• resmi ilanlar

Toplumumuzun Özel Eğitime Gereksinimi Olan Bireylere Bakış Açısı

28/11/2011 00:00

Doğuştan veya sonradan herhangi bir nedenle bedensel, zihinsel, ruhsal, duyusal ve sosyal yeteneklerini çeşitli derecelerde kaybetmesi nedeniyle toplumsal yaşama uyum sağlama ve günlük gereksinimlerini karşılamada güçlükleri olan ve korunma, bakım, rehabilitasyon, danışmanlık ve destek hizmetlerine ihtiyaç duyan kişiye özel eğitime gereksinimi olan birey denir..

 

 

HAZIRLAYANLAR: A.İ.B.Ü. ÖZEL EĞİTİM BÖLÜMÜ ÖĞRENCİLERİ

Ali Can Çolak-Fatih Mutlu-Sedat Kılıç

 

 

Biz normalde eğitim düzeyi düşük bir toplumuz. Fakat bizim şu ana kadar yapmış olduğumuz tesbitlerde gördük ki aydın dediğimiz tabaka da özel eğitime gereksinimi olan bireyleri toplumdan saklıyor. Özel eğitime gereksinimi olan birey bir tanıdığı ile veya akrabası ile dolaşmaktan, toplum içerisine çıkmaktan adeta utanıyor.

- Özellikle toplumun ilgisinden çekiniyor yani bakmasından rahatsız oluyor. Çünkü malesef toplumumuz bir özel eğitime gereksinimi olan birey ile ilgilenmesi gerektiği gibi ilgilenmiyor. Bir özel eğitime gereksinimi olan birey gördüğü zaman dikkatli bir şekilde, üstelik defalarca bakıyor. Bu da normal olarak hem bireyi hem de yanındakileri rahatsız ediyor. Burada oldukça dikkat çekici bir hususu belirtmek istiyorum.

Türkiye'de özel eğitime gereksinimi olan bireyler ile ilgili hukuki hakları genellikle görme yetersizliği olan bireyler almıştır. Bunun da sebebi şudur. Bir görme yetersizliği olan bireylerin önce düşünen bir beyni vardır. İkincisi etrafındaki, karşısındaki insanların ona bakışından rahatsız olmamaktadır.
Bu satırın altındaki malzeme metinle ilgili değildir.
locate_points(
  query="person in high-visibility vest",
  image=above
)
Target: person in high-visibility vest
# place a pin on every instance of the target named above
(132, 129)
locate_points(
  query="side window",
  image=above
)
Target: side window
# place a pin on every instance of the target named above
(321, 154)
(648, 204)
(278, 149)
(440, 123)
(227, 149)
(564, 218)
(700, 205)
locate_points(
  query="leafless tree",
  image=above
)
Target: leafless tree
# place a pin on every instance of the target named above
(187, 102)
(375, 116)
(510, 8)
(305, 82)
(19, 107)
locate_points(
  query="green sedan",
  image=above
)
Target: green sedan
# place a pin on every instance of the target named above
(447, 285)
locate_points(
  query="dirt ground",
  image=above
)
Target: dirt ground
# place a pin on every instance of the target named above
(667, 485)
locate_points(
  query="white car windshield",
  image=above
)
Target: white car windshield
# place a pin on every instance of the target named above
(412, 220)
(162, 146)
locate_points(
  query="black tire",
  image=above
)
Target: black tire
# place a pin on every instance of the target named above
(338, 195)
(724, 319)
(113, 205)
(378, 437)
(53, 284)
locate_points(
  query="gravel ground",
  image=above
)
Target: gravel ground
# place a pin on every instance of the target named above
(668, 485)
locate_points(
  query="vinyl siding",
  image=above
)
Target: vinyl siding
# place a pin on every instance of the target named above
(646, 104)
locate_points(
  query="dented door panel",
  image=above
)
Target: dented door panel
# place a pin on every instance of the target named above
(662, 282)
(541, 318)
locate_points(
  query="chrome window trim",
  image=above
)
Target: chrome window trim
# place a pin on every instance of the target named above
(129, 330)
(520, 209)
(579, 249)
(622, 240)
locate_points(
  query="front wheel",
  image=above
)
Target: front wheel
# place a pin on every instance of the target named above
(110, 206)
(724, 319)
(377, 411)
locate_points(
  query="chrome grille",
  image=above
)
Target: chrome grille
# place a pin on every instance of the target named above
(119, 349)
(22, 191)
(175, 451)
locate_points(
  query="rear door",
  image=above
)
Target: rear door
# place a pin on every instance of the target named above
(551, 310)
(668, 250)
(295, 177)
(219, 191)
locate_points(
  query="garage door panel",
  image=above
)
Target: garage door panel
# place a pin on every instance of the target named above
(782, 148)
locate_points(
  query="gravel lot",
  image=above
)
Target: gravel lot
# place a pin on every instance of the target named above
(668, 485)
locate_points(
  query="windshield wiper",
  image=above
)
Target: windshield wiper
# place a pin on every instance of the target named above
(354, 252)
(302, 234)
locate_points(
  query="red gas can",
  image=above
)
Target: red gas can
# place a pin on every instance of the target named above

Çünkü onların bakışlarını görmüyor. Mesela  ortopedik açıdan yetersiz bir birey sizin bakışınızın acıyarak mı yoksa kızarak mı olduğunu anlar. Ayrıca görme yetersizliği olan bireyler, eğitim alanında da gerek kendi çabaları ile gerekse devletin katkıları ile bayağı bir başarı elde etmişlerdir. Sosyal alanda eğitim görmüş görme yetersizliği olan bireyler, dolayısıyla toplumun katmanlarıyla daha çok iletişim kurmuşlar ve bu şekilde daha çok hak elde edebilmişlerdir. Toplumun bakış açısı özellikle acıyarak olmaktadır. Yani bu vatandaşların da benim gibi hakları vardır, benim gibi ihtiyaçları vardır, biçiminde değil de acıma hisleri ile özel eğitime gereksinimi olan bireye bakmaktadırlar. Oysa ona acıyarak bakmak yerine onun da ihtiyaçları olduğu düşünülmelidir. Çünkü acımak hiç bir problemi çözmüyor. yüzden insanlarımızın mutlak eğitilmeleri dolayısıyla özel eğitime gereksinimi olan bireyi toplumla ve toplumun da özel eğitime gereksinimi olan birey ile bağının çok iyi kurulması gerekmektedir.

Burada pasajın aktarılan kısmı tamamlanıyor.